Your liability exposure
If you accept and carry out an incorrect verbal order that harms a patient, your liability depends on whether you followed the applicable standard of care. The standard of care includes:
- Following your hospital’s verbal order policy
- Completing the read-back and verification process
- Exercising your independent nursing judgment when an order conflicts with the patient’s clinical picture
If the order was reasonable, you completed read-back, and the prescriber confirmed it — and you had no clinical reason to question it — your exposure is substantially lower. If you skipped read-back, accepted an order for a restricted medication type, or proceeded with an order despite documented allergies or obvious clinical concerns, your exposure increases significantly.
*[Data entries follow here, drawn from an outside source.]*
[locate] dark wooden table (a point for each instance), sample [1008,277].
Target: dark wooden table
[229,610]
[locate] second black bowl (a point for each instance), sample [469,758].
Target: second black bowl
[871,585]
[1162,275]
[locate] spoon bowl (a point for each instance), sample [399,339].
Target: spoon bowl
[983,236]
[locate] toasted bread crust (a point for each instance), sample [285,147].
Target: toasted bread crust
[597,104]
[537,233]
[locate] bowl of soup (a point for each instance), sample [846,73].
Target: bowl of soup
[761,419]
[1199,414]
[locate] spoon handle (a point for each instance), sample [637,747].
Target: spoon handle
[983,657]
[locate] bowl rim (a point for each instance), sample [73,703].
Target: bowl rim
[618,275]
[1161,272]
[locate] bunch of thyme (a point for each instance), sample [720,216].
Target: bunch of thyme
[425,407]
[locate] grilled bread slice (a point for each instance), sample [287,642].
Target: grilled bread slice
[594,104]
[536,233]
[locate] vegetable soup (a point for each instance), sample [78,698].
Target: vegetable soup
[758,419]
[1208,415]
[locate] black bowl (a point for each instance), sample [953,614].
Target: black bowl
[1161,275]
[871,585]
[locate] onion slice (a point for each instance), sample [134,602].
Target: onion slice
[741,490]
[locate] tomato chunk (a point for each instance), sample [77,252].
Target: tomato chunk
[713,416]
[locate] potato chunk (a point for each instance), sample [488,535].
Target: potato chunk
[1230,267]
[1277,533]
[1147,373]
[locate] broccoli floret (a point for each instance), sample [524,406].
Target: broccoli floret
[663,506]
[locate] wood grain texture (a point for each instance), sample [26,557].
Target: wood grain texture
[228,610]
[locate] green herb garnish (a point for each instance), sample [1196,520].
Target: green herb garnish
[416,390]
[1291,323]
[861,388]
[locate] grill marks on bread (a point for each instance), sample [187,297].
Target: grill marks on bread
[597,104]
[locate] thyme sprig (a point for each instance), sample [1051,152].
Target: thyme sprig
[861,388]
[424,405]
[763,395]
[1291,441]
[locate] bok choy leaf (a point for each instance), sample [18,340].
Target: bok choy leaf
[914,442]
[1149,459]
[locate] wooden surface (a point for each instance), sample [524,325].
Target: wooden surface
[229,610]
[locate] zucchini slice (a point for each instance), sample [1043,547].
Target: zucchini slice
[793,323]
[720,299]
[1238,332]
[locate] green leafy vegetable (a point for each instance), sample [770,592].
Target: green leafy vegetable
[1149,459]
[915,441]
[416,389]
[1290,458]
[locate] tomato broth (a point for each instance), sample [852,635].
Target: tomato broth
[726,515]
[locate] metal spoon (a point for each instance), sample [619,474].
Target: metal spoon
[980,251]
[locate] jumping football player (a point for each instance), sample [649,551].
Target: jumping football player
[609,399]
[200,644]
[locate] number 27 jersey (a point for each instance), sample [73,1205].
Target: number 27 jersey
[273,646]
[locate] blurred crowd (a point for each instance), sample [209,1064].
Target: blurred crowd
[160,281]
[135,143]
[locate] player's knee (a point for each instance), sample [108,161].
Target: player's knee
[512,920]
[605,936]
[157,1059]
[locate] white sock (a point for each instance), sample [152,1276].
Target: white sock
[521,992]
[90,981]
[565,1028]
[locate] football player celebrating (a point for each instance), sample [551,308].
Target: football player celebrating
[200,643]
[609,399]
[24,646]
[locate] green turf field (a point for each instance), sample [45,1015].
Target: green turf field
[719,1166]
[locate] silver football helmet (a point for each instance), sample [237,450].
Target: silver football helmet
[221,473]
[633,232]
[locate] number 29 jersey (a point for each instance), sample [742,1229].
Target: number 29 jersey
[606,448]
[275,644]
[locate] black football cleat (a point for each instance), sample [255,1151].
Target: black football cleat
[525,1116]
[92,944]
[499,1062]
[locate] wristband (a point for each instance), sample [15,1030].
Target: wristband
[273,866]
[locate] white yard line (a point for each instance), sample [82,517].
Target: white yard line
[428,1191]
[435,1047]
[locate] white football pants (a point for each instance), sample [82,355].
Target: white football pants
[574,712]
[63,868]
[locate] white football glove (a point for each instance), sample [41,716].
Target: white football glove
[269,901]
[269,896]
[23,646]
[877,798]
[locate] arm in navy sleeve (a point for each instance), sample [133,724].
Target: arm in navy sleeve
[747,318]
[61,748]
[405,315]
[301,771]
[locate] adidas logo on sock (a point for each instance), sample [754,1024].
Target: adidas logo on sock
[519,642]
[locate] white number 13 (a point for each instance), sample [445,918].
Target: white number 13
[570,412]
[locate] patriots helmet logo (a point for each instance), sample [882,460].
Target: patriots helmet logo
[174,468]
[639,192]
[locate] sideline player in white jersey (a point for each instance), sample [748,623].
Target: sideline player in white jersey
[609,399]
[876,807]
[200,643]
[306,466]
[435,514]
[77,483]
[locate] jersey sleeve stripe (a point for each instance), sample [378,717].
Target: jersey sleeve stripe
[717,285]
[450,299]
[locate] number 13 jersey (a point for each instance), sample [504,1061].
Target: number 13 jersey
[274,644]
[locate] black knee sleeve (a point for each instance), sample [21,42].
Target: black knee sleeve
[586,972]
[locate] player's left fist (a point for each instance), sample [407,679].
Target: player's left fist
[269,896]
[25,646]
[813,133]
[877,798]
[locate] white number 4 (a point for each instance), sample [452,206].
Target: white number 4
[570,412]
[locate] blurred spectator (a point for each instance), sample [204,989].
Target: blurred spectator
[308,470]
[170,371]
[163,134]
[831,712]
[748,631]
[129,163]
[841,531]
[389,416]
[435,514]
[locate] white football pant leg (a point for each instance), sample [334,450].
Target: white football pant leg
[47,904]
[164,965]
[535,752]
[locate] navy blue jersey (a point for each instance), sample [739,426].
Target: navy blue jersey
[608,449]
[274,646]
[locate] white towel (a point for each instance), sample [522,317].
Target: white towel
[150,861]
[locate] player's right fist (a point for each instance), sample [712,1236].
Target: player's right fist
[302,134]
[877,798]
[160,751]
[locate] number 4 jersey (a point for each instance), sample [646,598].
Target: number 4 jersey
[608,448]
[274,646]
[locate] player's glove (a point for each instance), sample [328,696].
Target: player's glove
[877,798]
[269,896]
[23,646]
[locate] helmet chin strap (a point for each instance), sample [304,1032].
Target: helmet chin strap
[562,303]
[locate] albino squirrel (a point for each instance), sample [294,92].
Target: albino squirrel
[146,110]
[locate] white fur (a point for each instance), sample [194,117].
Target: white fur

This is not a theoretical risk. Nurses have faced board action and litigation for executing incorrect verbal orders. The read-back step exists specifically because verbal orders have a documented error rate that written and electronic orders do not. Take it seriously on every order.
For more on professional liability protection, see our guides on nursing malpractice insurance and NP malpractice insurance. If you’re navigating a scope-of-practice conflict, see nurse scope of practice boundary.
Quick reference
| Situation | Accept or refuse? | Action |
|---|---|---|
| Urgent order, prescriber in sterile field, complete order clearly communicated | Accept — with read-back | Write down, read back every element, confirm, document V.O. |
| Prescriber at the nursing station, EHR accessible | Refuse | Ask them to enter the order directly |
| High-alert medication (insulin, opioid, anticoagulant) via verbal order | Refuse unless policy explicitly permits | Ask prescriber to enter electronically; notify charge nurse |
| Unclear dose or drug name | Hold | Ask prescriber to repeat and clarify; do not guess |
| Conflicts with documented allergy | Refuse | Flag allergy, ask prescriber to review, document refusal |
| Order from unauthorized prescriber | Hold | Verify credentials with charge nurse; do not execute until confirmed |
The verbal order system relies on nursing judgment to function safely. Following a bad order because it came from a physician does not transfer the liability to them — it distributes it. Your read-back, your documentation, and your willingness to refuse when something is wrong are the last line of defense before the patient.